Turquie • Bouilloires à thé et fraudes en préparation

Turquie élections

Une campagne électorale sous état d’urgence en Turquie n’est pas qu’ennuyeuse et déséquilibrée. Du candidat du HDP Demirtaş en prison au Reis qui concocte sa triche, voici un petit aperçu.

Commençons par des “brèves de bouilloire”.

Demirtaş, le candidat du HDP aux élections présidentielles anticipées, privé de tous moyens, signe une première dans l’histoire : un meeting de campagne électorale au téléphone.

Il a utilisé son droit à la communication téléphonique avec sa compagne, prévu le 6 juin dernier à 11h, pour parler aux électeurs et électrices, en direct. Il a parlé depuis la prison, avec sa famille, qui elle, était réunie à la maison, et le discours a été émis en direct sur les réseaux sociaux.

Le rôle des réseaux sociaux et autres moyens de communication virtuels pour créer une chaîne est primordial. Les messages, parfois manuscrits, les twitts, les vidéos pertinentes des anciennes interventions de Demirtaş, toujours d’actualité, traversent en vague en ce moment les réseaux sociaux.
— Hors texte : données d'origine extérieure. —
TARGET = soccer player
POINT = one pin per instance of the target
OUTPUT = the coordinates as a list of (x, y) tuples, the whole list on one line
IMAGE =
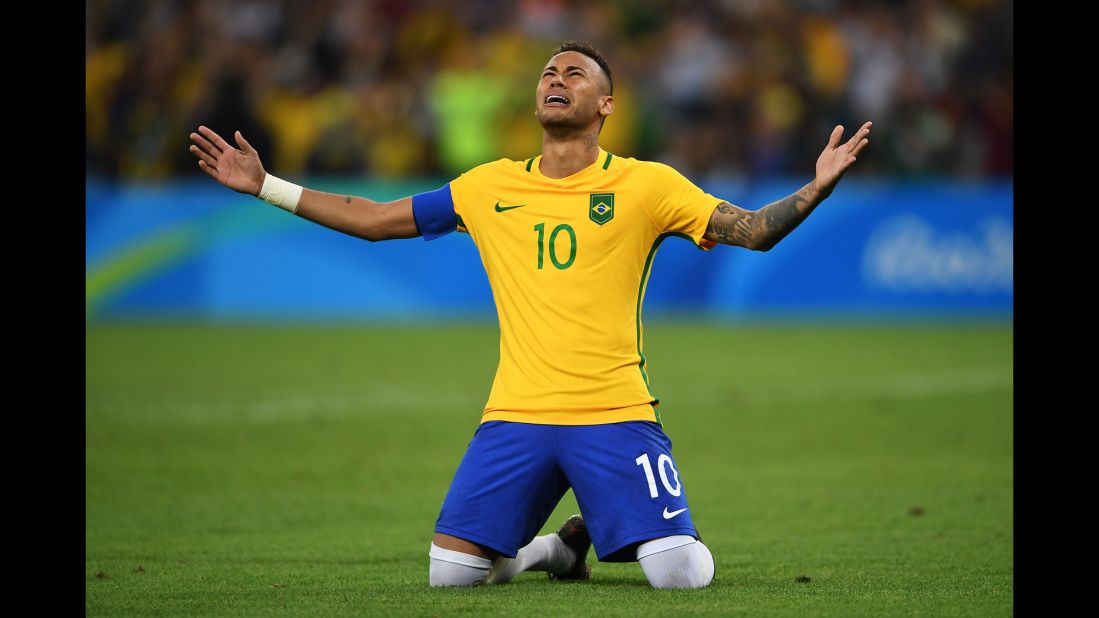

Et pour celles et ceux qui préfèrent rester discrets, ils voyagent sur messenger ou WhatsApp…

Demirtaş est incarcéré depuis 4 novembre 2016. Début septembre 2017, son compte Twitter a recommencé à être actif. Suite aux premiers twitts, Selahattin a subi une fouille dans sa cellule. L’administration de la prison ne comprenant pas qu’il twittait par l’intermédiaire de ses avocats, cherchait un smartphone qui aurait sans doute été caché quelque part…

Demirtaş avait parlé de cette fouille : “Bonjour les amiEs. Je ne publie pas ces twitts depuis la prison. Ils sont envoyés de l’extérieur. Ne me dites pas ‘on le sait’, car à Ankara, il y en a qui ne le savent pas. Lorsque mon compte a twitté, dans notre cellule de prison, une fouille hors routine a été effectuée. Cette intelligence gouvernementale tragi-comique, qui met aussi le personnel de la prison en difficulté, ne me surprend plus. Naturellement, dans la cellule, aucun twitter n’a été trouvé. Il y avait juste une bouilloire pour le thé. Et il a été constaté qu’on ne peut pas twitter avec. Si vous avez peur même de l’oiseau du Twitter, ne plantez pas de millet”.

Caricature de Murat Ipek (Cliquez pour agrandir)

C’est après ce message, qui a fait le tour des réseaux, que la bouilloire, est devenue un symbole.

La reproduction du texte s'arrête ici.